The World Health Organization classifies antibiotic resistance as one of the biggest threats to global public health. At the same time, overuse of antibiotics in global food production is widespread. Today, more antibiotics are given globally to healthy animals than to sick people. It is the incorrect and unnecessary use of antibiotics that accelerates the development of antibiotic resistance among animals and humans.

“The Antibiotic criteria 2.0 is a concrete tool for buyers to work with in dialogue with suppliers in Sweden, but not least in the rest of the world.

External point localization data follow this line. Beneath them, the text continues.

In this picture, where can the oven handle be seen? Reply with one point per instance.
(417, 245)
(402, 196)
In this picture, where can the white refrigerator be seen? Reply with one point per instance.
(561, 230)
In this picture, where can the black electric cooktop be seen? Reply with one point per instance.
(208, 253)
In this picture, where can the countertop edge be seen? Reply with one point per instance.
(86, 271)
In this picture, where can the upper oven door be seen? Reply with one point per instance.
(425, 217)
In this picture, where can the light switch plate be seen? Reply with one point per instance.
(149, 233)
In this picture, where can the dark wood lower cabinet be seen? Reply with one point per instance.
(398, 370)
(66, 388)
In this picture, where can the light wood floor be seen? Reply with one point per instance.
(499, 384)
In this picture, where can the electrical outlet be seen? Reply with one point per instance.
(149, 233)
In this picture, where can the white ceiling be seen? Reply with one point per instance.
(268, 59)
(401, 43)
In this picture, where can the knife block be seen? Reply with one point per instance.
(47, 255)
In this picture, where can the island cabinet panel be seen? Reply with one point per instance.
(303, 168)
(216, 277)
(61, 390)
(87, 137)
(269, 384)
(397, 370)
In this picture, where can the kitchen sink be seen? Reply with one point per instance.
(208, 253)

The criteria can be used by food companies to set additional requirements and contribute to a positive development in the supply chain in terms of both animal husbandry and antibiotic use,” says Maria Smith.

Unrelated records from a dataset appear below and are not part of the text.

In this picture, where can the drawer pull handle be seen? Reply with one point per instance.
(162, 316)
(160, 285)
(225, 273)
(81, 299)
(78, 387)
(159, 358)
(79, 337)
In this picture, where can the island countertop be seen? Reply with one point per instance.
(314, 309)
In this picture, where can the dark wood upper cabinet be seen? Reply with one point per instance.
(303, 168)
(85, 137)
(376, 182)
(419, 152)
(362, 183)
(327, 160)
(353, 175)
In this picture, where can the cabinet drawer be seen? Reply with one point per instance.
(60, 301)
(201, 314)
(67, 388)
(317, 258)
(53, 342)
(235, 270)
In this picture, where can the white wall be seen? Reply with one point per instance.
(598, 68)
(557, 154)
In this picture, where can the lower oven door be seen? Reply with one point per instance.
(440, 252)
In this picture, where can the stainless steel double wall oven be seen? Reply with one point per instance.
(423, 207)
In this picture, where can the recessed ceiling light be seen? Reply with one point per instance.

The list of criteria has been developed by Axfoundation in collaboration with an expert group and reference group consisting of veterinarians, researchers, antibiotic experts and representatives from civil society, industry associations, food producers, food service and grocery retailers.

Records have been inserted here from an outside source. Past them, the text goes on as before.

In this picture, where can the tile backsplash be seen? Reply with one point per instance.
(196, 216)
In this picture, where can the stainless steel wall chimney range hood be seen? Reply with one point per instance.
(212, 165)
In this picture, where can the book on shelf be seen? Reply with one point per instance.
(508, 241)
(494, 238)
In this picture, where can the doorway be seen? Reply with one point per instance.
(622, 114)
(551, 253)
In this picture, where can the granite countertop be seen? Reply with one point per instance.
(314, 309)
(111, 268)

Several food companies already use the material today, and under 2021 Axfoundation hopes that the stricter version with associated questionnaire will be used in practice by even more actors.

Facts about antibiotics

  • Overuse of antibiotics leads to antibiotic resistance: Antibiotics cure bacterial diseases and are life-saving drugs for humans and animals. But bacteria can become resistant, impervious to antibiotics and so the drug does not work. Problems with antibiotic-resistant bacteria are growing quickly around the world. Antibiotic resistance can be transmitted between humans, between animals, and between animals and humans. The development of antibiotic resistance in animals is affected, among other things, by how much antibiotic is used, which in turn is affected by, among other things, animal husbandry systems.
  • Antibiotic use in animals in Sweden and Europe: The use of antibiotics in animals in Sweden is low on an international level. But the difference between countries in Europe is very large. In Europe, Sweden, Finland, Iceland and Norway have the lowest sales of antibiotics for animals (per kilogram of estimated live weight), according to the European Medicines Agency. Cyprus, Italy and Spain have the highest. In many countries, group treatment with antibiotics via feed or water is much more common than in Sweden. In addition, using antibiotics for growth promotion purposes was banned in Sweden in 1986 and within the EU in 2006. In many other countries, such use is still permitted.
  • Voluntary antibiotic criteria complement the legislation: The updated voluntary antibiotic criteria that companies can use in the dialogue with suppliers of meat, dairy products and seafood go a step further than current legislation. The tool also contains an associated questionnaire with follow-up questions to suppliers, and an educational material with basic information about antibiotics in food production. The criteria are not specific to Sweden and Swedish companies, but can also be used by other countries.
  • The antibiotic criteria have been developed by Axfoundation together with an expert group comprising Max Troell (Beijer Institute / Stockholm Resilience Center), Jenny Lundström (Healthy Animals/Friska Djur) and Frida Lundmark Hedman (Swedish University of Agricultural Sciences), and a reference group comprising representatives from the food industry, civil society, academia and authorities; Axfood, Coop, Findus, Farm and animal health (Gård & Djurhälsan), ICA, Lidl, The Swedish Food Federation, The Federation of Swedish Farmers (LRF), , Martin & Servera, The National Veterinary Institute, (SVA), Swedish Food Retailers Federation, The National Agency for Public Procurement, Vi Konsumenter), World Animal Protection, WWF in Sweden.